Zawodnik Lotosu Wybrzeża Gdańsk uległ kontuzji podczas zeszłotygodniowego meczu ligi angielskiej pomiędzy Peterborough Panthers i The Lakeside Hammers. Sprawcą kolizji był Claus Vissing, który z impetem wjechał w prowadzącego Kylmaekorpiego. Z początku Fin nie przewidywał, że kontuzja będzie tak groźna. Lekarz postawił diagnozę - Joonas musi pauzować przez 6 tygodni.

Joonas Kylmaekorpi wspomina ten upadek, jako najgroźniej wyglądającą kolizję w jego karierze. - Pamiętam tylko, że Claus uderzył we mnie z ogromną prędkością, obaj uderzyliśmy w bandę. Później zrobiło mi się czarno przed oczami, nie wiem co się działo - komentuje Fin. O sile uderzenia świadczy fakt, że zniszczeniu uległ nawet kask zawodnika. - Biorąc pod uwagę okoliczności, to szczęście, że nie doszło do większej tragedii. Z mojego kasku nie ma już co zbierać, totalnie się rozsypał - mówi Kylmaekorpi. Zawodnik wystąpił jednak w powtórce wyścigu, którą nawet wygrał. Po meczu pojechał jednak prosto do szpitala, gdzie stwierdzono uraz łokcia.
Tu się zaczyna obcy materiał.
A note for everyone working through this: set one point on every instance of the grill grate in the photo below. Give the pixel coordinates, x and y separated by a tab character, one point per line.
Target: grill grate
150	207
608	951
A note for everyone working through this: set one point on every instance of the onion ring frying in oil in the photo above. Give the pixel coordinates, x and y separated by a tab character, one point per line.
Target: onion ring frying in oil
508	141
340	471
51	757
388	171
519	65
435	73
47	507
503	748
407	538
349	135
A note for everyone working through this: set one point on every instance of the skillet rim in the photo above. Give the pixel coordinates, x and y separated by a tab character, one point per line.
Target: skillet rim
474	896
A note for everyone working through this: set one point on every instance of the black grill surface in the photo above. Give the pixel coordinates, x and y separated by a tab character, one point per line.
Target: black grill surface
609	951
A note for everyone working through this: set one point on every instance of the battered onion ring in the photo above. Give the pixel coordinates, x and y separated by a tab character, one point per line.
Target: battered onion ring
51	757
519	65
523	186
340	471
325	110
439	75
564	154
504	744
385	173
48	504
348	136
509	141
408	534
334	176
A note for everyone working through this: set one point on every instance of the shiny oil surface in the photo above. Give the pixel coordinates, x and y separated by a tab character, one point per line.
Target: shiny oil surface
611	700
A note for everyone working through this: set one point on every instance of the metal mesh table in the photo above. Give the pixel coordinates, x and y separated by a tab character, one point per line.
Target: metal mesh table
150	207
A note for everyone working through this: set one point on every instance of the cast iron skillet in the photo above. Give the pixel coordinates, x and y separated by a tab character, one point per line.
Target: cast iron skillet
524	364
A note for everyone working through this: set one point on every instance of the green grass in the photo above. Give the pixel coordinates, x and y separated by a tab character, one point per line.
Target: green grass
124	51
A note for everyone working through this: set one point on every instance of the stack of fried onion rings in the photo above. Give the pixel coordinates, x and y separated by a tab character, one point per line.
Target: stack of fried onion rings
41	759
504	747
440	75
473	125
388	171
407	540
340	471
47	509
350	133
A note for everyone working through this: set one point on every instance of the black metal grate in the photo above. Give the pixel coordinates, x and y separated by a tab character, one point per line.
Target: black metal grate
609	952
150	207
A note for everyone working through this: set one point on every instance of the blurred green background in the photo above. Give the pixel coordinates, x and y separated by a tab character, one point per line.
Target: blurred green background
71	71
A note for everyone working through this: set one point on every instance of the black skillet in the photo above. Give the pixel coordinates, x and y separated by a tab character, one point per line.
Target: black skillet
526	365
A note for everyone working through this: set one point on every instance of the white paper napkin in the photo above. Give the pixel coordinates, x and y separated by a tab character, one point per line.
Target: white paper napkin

We wtorek wieczorem Joonas udał się do specjalisty, który postawił ostateczną diagnozę. Lekarz zalecił półtoramiesięczną przerwę w startach. - Ogólnie jestem bardzo potłuczony, ale najbardziej ucierpiał mój łokieć, jedna z kości jest bowiem pęknięta - mówi Fin. Kylmaekorpi całkiem nieźle rozpoczął sezon na Wyspach Brytyjskich, liczył że wywalczy miejsce w Lotosie Wybrzeżu Gdańsk. - Do tej pory wszystko szło mi dobrze, byłem bardzo zadowolony ze swoich startów w Anglii. Miałem ogromną nadzieję, że wkrótce przekonam do siebie trenera Sawinę i wystartuję w meczu ligi polskiej. Niestety, teraz muszę oglądać zawody z trybun. Kolejna kontuzja bardzo mnie zdołowała. Mam jednak nadzieję, że szybko wrócę do zdrowia i że wykorzystałem już cały limit pecha na ten rok - kończy Kylmaekorpi.